The run out was steady, with numerous attacks from Australian Grant Webster. After 3 flat tyres in the final 50km of Stage 6, Webster was keen to have a crack today and see what happened. For one reason or another, no one was happy to let him get away. And as we moved off tarmac and onto dirt roads, Bouchard and l’Esperance got away. The pace was high as soon enough we’d be tipping into a descent that could barely fit a quad bike through. With vines, small water bars, and a whole lot of jungle-style things to deal with the race was definitely on.
The Canadians were joined by a chase group. Dekker was with Malone, Beresford and Okamoto as they dove into the rainforest. It wasn’t until the climb out of the first creek crossing that they split. Beresford had to let it go with Malone, and Dekker went around to chase Bouchard and l’Esperance. Okamoto caught up after an early crash.
The next section was rolling and then predominantly up, navigating log bridges, concrete bridges hidden in the jungle, fallen trees and vines. At pace, there was a lot to concentrate on. I hit this section behind Peter Lister and Grant Webster, who were chasing Michael Kafka and Ben May. Webster lost it on a fast corner, but was quick to regain his composure. I got across to May and Kafka, and Lister and Webster were locked in battle.
This section has been one of the most fun of the race. Similar to the middle sections of the Convict Trail, where it’s probably double track but there’s only one rideable line. It allows for fast racing and punishes any mistakes.
Up front, Bouchard and l’Esperance came out of the rainforest together, and on the run into the 2nd feed zone Dekker chased on. As they left Okamoto entered the feed, and behind Beresford and Malone were together. Webster made contact with our group as we left the 2nd feed zone and I quickly detached.
We moved into farmland with rutted trails and singletrack winding through the fields. Malone was on the horizon, working on his bike after a crash. Lister rode through and after some steep climbs we moved onto the forest roads for a fast finish
At this point many races were on. Out fron l’Esperance was still trying to get a gap on Bouchard, although they came into Wetherby Station almost like a track sprint, which l’Esperance won. Dekker came in solo after Okamoto stopped at the final feed. Beresford came in solo, as did Kafka and then May. Webster was next and I came in with Lister.
Malone chased hard with his bike setup as a 34×13 single speed, and still leads in his category. Webster put some time into Lister but nothing on what he lost yesterday. The Australian jersey remains on Beresford’s shoulders and May is behind Okamoto in the Elite GC. Haley Smith had a testing day after illness overnight, and just needed to ride as she could and eat and drink – a tough day out for sure.
Full results from today are online.
All in today was a great day, fast racing, decisive racing and a course that offered something for everyone. Let’s hope that Wetherby Station remains as a two-night stop over for the Crocodile Trophy in years to come, and we can have a shorter and less road on the stage here.
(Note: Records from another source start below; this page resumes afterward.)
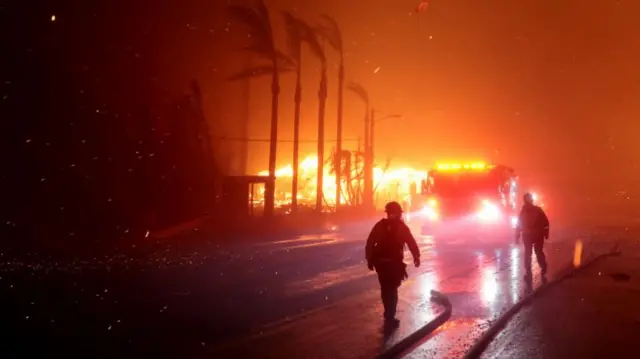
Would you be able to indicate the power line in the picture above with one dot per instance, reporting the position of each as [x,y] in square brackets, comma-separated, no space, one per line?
[245,139]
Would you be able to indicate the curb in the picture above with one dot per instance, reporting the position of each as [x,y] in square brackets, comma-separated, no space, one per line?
[400,347]
[481,344]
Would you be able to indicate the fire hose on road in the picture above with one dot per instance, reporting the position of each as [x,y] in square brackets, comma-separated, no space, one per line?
[402,346]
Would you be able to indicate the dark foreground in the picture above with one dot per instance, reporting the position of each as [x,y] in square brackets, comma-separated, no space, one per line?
[592,315]
[305,297]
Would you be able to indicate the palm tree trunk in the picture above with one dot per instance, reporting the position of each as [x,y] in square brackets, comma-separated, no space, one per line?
[368,163]
[322,95]
[338,165]
[296,140]
[270,188]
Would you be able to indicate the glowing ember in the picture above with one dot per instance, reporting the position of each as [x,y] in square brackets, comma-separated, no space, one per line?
[389,184]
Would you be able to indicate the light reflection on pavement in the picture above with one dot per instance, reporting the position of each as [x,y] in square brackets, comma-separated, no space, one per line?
[323,283]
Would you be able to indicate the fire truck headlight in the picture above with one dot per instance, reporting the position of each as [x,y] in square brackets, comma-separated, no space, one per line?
[489,212]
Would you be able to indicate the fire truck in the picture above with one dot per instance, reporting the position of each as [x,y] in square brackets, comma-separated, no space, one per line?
[467,198]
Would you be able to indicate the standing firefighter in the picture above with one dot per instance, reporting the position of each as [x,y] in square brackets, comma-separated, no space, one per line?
[533,225]
[385,254]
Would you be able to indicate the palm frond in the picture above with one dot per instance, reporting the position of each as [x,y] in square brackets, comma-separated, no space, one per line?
[285,62]
[259,26]
[358,90]
[331,31]
[256,72]
[310,36]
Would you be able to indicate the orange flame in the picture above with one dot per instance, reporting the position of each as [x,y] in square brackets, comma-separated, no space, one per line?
[392,184]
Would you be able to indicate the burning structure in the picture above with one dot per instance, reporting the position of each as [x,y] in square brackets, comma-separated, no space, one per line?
[390,183]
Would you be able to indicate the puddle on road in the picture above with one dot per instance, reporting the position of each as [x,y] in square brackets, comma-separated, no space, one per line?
[328,279]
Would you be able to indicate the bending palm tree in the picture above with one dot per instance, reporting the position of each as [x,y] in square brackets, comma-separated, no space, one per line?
[298,32]
[262,42]
[322,102]
[361,92]
[331,32]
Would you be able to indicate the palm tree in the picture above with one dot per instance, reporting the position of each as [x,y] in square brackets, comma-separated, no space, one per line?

Up next at the Crocodile Trophy
Tomorrow is the final day, and we start in reverse order from 10am to tackle the infamours Bump Track. Far from all down hill, we’ve got plenty of climbing on tired legs to reach the gate, and a long flat section through Port Douglas to one of the best mountain bike race finishes.
And nothing is truly decided in the race either. With 1:30 between the leaders, and some small gaps in age categories – it’s all on the line for a few riders tomorrow.